Cellular respiration is the process by which organisms employ oxygen to break down food molecules to get chemical free energy for cell functions. Cellular respiration takes place in the cells of animals, plants, and fungi, and as well in algae and other protists. It is frequently called aerobic respiration because the process requires oxygen (the root aer comes from the Greek word for "air"). In the absenteeism of oxygen, cells tin get energy by breaking down food through the process of fermentation, or anaerobic respiration. Of the 2 processes, cellular respiration is more than efficient, yielding considerably more energy than that released through fermentation.

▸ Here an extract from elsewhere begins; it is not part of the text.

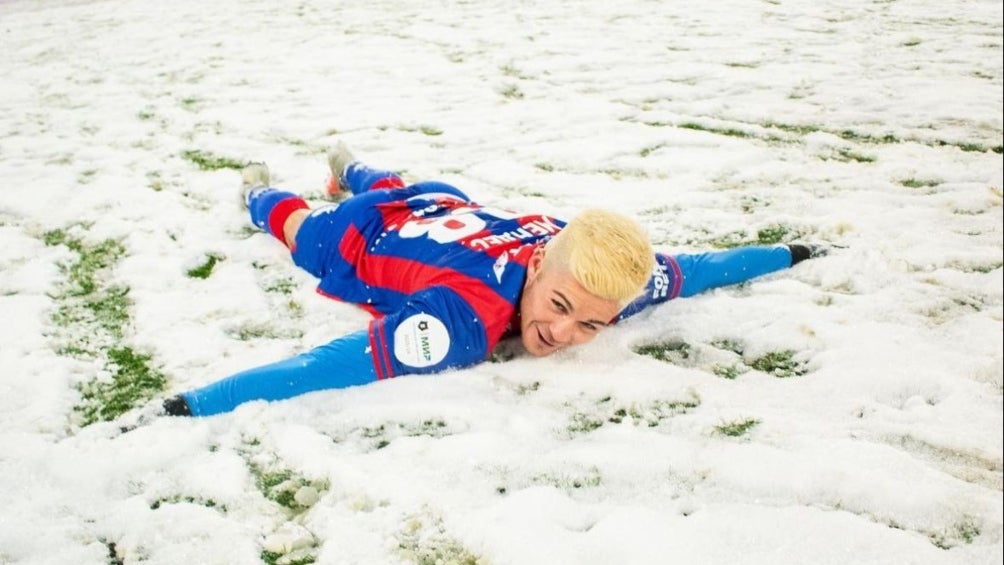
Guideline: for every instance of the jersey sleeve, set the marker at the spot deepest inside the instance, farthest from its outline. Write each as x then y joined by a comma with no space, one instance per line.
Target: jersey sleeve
434,331
689,274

Cellular respiration is a chemic reaction in which glucose is cleaved downwards in the presence of oxygen, releasing chemic energy and producing carbon dioxide and water as waste products:

glucose + oxygen → chemical energy + carbon dioxide + water

The energy released is captured in molecules of adenosine triphosphate, or ATP, which then supply information technology to fuel other cellular processes (meet biochemistry).

Encyclopædia Britannica, Inc.

All cells need free energy to function. Just as a car must fire fuel to get the energy it needs to run, the cell must burn fuel—for example, nutrient—to get energy to carry out the tasks of life. Glucose, a simple saccharide, provides the fuel the cell needs. Although energy is also stored in larger molecules, such equally complex carbohydrates and fats, they must be cleaved down into molecules of glucose earlier the cell can apply their free energy.

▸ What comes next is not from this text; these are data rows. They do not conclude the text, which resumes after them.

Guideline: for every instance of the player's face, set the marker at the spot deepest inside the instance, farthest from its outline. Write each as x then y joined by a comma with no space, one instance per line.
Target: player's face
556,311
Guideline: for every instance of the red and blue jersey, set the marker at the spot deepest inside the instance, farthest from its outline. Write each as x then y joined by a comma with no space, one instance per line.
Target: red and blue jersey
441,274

Most of cellular respiration takes place in sausage-shaped organelles called mitochondria. Although mitochondria play a fundamental function in other cellular processes, their main function is to produce large amounts of energy through cellular respiration. The number of mitochondria per prison cell varies; liver and muscle cells, which require large amounts of energy to part, may have thousands. (Run across too cell.)

Cellular respiration begins in the cell'southward cytoplasm. In that location, glucose is broken downward through a serial of chemical reactions to produce small molecules of a substance called pyruvate. This office of the process is chosen glycolysis; it does not crave oxygen and releases a modest amount of energy, which is captured by a few ATPs. The pyruvate molecules then enter the mitochondria, where they undergo a series of chemical reactions with oxygen. So much energy is released in these reactions that it takes many molecules of ATP to capture it all. The reactions likewise release hydrogen, which combines with oxygen to produce water; and carbon, which combines with oxygen to produce carbon dioxide. The water and carbon dioxide are released as waste products; the ATPs exit the mitochondria and deliver their captured energy to places in the cell where it is needed to power cellular activities.